New York’s current socialist leadership has a much more cabined notion of tech’s potential. While Mayor Zohran Mamdani pays lip service to “modernizing city government,” his hero Bernie Sanders calls for seizing control of the AI industry. At the time of Sputnik, the Soviet Union’s leadership believed sincerely that the managed economy would outperform capitalism on technological innovation. The modern DSA doesn’t appear to care about competing on such terms.
The DSA owes much of its rising power to old-school organizational abilities like door knocking. Mamdani’s recent primary successes, contrasted with the failure of Los Angeles mayoral candidate Spencer Pratt’s AI-viral-video-centered campaign, represent a win for the world of atoms over the world of bits. There are bigger problems with DSA governance than its minimal interest in technological dynamism. But let its minimal interest in technological dynamism be noted for the record.
New York’s Exceptionalism
It was different for New Yorkers in the 1990s to contemplate their digital future than it is for New Yorkers in the 2020s to contemplate superintelligence. The internet emerged during the ‘holiday from history,’ between the fall of the Berlin Wall and 9/11. Due, among other reasons, to the absence of great power competition, Americans then were more optimistic, more patriotic, and had more trust in institutions than now. The internet was less often likened to nuclear energy (or electricity or fire) than AI is. The debate over AI is more anxious. Concerns over great power competition shape every question, and the pace of development is breakneck. The AI industry—which already generates more than $100 billion in revenues annually—is growing at a faster clip than the internet did in its early stages.
What makes all this doubly uncertain for New York is that it’s always hard to know what the right benchmark is for New York. Cleveland, Dallas, San Francisco, London? New York’s uniqueness imbues every policy debate, including around technology, with special nuance. Ridesharing was a different debate in New York because of the taxi industry’s prominence and the imperative to manage traffic density in core Manhattan. Airbnb was a different debate because of a tourist economy no other U.S. city approaches and sensitivity around housing affordability. New York needs to worry more about all varieties of terrorism than Cleveland does.

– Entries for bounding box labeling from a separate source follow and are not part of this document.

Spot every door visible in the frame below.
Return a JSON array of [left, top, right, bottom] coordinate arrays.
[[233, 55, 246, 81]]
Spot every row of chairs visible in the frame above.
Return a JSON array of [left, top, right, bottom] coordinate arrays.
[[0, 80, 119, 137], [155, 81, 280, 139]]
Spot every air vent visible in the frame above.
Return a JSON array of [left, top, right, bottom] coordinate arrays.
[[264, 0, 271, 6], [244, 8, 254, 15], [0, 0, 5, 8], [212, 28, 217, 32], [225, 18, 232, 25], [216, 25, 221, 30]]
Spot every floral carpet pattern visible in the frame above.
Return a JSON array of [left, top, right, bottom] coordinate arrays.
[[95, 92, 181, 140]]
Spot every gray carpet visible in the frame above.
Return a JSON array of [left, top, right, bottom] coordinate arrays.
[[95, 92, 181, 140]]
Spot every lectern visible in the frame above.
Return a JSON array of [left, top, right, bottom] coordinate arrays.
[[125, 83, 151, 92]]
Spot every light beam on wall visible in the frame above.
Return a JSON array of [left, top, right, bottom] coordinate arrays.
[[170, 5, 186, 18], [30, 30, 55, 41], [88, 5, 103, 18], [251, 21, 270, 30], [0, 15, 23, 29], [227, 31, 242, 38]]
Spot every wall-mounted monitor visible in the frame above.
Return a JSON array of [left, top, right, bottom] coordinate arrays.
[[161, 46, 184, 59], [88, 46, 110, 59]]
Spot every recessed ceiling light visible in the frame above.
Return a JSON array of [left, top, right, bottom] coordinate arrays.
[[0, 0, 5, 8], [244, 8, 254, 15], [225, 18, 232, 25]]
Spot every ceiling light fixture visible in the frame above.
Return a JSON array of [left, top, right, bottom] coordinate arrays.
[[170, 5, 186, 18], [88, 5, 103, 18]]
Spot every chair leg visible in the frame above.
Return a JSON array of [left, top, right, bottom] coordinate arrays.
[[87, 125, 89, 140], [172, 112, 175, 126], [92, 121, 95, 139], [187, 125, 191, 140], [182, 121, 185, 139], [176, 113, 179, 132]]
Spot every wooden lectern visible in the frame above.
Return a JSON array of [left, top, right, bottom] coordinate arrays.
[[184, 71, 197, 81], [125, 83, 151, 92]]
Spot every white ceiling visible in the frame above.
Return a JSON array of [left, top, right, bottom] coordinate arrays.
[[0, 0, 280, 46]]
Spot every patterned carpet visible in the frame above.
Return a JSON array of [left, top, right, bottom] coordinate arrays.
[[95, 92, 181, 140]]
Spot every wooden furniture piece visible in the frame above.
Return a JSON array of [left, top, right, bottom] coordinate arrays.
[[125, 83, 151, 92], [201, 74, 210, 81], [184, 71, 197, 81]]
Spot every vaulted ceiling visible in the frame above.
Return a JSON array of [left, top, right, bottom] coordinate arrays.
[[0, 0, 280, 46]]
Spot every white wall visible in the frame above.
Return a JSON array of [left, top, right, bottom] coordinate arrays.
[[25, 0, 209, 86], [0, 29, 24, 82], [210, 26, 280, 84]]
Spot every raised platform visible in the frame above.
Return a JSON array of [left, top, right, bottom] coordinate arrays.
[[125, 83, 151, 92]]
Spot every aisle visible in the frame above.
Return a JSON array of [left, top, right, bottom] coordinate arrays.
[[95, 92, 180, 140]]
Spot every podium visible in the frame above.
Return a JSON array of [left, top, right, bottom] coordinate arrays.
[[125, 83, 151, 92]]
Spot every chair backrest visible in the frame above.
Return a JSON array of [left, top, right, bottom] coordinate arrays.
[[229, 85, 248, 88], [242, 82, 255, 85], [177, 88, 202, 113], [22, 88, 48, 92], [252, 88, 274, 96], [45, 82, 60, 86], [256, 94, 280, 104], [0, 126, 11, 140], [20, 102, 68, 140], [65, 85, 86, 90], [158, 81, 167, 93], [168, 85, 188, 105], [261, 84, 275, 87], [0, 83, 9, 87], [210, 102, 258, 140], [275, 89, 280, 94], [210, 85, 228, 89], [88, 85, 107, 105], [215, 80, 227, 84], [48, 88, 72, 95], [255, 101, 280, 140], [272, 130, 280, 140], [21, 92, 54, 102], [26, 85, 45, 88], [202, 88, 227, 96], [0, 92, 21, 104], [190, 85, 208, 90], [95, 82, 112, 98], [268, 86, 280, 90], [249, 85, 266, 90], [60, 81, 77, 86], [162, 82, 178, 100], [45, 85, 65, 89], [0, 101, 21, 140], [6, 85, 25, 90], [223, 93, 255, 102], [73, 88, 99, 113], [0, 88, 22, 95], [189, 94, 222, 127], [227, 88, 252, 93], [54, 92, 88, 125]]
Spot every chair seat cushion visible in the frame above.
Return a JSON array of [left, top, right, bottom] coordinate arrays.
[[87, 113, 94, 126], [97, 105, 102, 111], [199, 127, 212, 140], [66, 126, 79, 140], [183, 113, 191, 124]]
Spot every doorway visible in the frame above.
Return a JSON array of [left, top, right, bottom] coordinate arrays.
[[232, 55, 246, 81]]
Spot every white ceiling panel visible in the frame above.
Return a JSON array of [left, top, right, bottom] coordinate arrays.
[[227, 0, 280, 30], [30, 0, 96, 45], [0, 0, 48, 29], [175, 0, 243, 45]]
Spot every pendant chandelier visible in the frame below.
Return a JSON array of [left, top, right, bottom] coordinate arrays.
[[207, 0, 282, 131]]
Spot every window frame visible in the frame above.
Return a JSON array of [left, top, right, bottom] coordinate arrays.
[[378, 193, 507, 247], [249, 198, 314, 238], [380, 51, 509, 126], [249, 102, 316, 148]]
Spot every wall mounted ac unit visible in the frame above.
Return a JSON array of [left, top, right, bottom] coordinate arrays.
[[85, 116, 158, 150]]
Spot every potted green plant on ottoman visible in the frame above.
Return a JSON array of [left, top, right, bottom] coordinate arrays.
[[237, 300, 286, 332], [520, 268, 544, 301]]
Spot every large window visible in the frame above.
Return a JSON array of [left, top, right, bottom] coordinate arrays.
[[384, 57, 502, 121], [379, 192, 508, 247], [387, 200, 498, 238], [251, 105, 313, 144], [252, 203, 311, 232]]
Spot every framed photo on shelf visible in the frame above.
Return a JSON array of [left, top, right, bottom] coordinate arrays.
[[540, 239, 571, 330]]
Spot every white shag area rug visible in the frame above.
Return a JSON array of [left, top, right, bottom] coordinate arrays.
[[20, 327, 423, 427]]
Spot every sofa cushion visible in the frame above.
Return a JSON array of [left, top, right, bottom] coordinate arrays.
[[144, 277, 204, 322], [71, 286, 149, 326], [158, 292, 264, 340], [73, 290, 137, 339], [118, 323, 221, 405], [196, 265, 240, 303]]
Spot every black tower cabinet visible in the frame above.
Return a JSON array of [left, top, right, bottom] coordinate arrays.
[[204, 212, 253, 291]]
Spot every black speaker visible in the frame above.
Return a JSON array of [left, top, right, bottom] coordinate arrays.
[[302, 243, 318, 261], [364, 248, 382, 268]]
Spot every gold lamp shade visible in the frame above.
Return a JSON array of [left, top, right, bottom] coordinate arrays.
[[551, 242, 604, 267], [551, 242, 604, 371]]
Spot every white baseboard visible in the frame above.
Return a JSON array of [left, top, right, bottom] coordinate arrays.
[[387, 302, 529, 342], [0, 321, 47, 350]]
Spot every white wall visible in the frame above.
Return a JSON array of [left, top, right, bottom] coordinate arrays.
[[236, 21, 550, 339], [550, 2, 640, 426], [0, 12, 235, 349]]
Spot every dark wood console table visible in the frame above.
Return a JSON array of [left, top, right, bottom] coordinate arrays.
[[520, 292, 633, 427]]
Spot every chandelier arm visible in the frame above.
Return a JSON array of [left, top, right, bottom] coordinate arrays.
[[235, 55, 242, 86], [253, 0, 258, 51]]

Increased white-collar unemployment would be bad news for tax receipts. But many laid-off white-collar workers would simply leave the city if they don’t own property and aren’t dependent on a local benefit program. One reason why deindustrialization hit places like Detroit and Pittsburgh so hard is that many auto and steelworkers owned their homes, creating a long tail effect for those regions.
Speaking of long tails, the internet had one, too. Remote work, which for the time being may be shaping labor dynamics more than AI, was caused by the internet’s invention decades before remote work’s normalization during and following COVID. Even as New York contemplates how AI will shape its future, it’s still not done being transformed by the technologies of the past.
[1] “Giuliani, after coming into office with a promise of reducing government, had opened the spending spigots during the boom of the late 1990s.” Fred Siegel, The Prince of the City (Encounter 2005), p. 296.